On Monday, June 28, American Rights at Work held their 6th annual awards ceremony, honoring recipients of their Eleanor Roosevelt Human Rights Award.

The nonprofit labor organization, founded in 2003 by former Congressman David Bonior and current Department of Labor senior advisor Mary Beth Maxwell, advocates to protect and improve workers’ rights to organize and collectively bargain with their employers. Since its founding, ARAW has released dozens of reports on the weakness of labor law and violations of workers’ freedom of association. It also highlights successful partnerships between workers, unions and honest employers regarding labor-management issues.

Monday’s awards ceremony celebrated one such high road business, Gerding Edlen Development, Inc. Presenting the award, Edward Smith of ULLICO and Allison Chin of the Sierra Club spoke of Gerding Edlen as symbolic of the “blue-green fusion” of environmentally conscious real estate developers who create sustainable, low carbon emission projects that are LEED certified. In addition, Gerding Edlen has partnered with building trades unions in designing apprenticeship and training programs for their employees. CEO Mark Edlen spoke of the rise in unemployment during the recession, and the need for businesses to invest in a skilled workforce to create generations of jobs in the US.

Two others received awards posthumously. Beth Shulman (right), author of The Betrayal of Work, was honored as a lifelong advocate of workers’ rights until she passed away in 2010. Shulman began her career as a civil rights attorney in Memphis, fighting school segregation and employment discrimination, before becoming a vice president of the United Food and Commercial Workers union. After publishing her book, she appeared on numerous talk shows to speak of problems endemic in the low wage workforce. She later chaired the board of the National Employment Law Project and served on the boards of several organizations including ARAW. UFCW president Joe Hansen remembered Shulman as tirelessly devoted to righting injustices wherever they could be found, often far from her perch in Washington.

A second tribute went to historian Howard Zinn (left).
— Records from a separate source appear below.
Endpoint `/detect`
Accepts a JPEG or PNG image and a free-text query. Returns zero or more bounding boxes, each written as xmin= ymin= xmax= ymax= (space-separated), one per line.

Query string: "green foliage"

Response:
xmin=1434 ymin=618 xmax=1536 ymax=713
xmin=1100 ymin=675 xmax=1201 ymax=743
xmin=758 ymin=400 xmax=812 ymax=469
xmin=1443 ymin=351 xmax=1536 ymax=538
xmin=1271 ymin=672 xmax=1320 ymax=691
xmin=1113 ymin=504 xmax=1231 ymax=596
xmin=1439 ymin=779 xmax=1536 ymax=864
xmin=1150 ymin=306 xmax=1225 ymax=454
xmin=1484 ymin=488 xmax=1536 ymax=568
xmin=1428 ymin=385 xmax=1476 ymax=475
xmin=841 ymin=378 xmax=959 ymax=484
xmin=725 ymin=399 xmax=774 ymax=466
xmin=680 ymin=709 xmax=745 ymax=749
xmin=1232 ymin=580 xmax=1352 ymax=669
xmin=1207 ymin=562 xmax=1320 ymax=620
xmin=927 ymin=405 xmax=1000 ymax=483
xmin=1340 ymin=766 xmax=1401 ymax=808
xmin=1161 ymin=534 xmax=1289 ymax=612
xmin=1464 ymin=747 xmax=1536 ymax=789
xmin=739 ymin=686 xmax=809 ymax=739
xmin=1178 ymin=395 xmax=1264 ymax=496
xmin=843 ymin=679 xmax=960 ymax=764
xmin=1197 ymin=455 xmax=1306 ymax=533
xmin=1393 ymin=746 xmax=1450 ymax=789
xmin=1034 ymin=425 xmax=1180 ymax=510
Chris Moore, a documentary filmmaker, showed highlights from “The People Speak,” a film tribute to Zinn’s life and scholarship with testimonies from those who had met Zinn through his activism, including Matt Damon, Bruce Springsteen, Josh Brolin, Danny Glover and Michael Ealy.

The event was emceed by Jim Hightower, former Texas Agricultural Commissioner and now a progressive commentator on various media outlets. In his opening remarks and comments throughout the ceremony, Hightower made reference to the populist grassroots movements that sustained workers’ rights struggles throughout history. Zinn, he noted, “did not believe in the great man theory of history,” but rather maintained and documented that history was made by ordinary people working together to achieve greater dignity in their lives. It is those who make change from below to improve both workplace justice and environmental sustainability, who ARAW wished to uphold as models for other activists and businesses.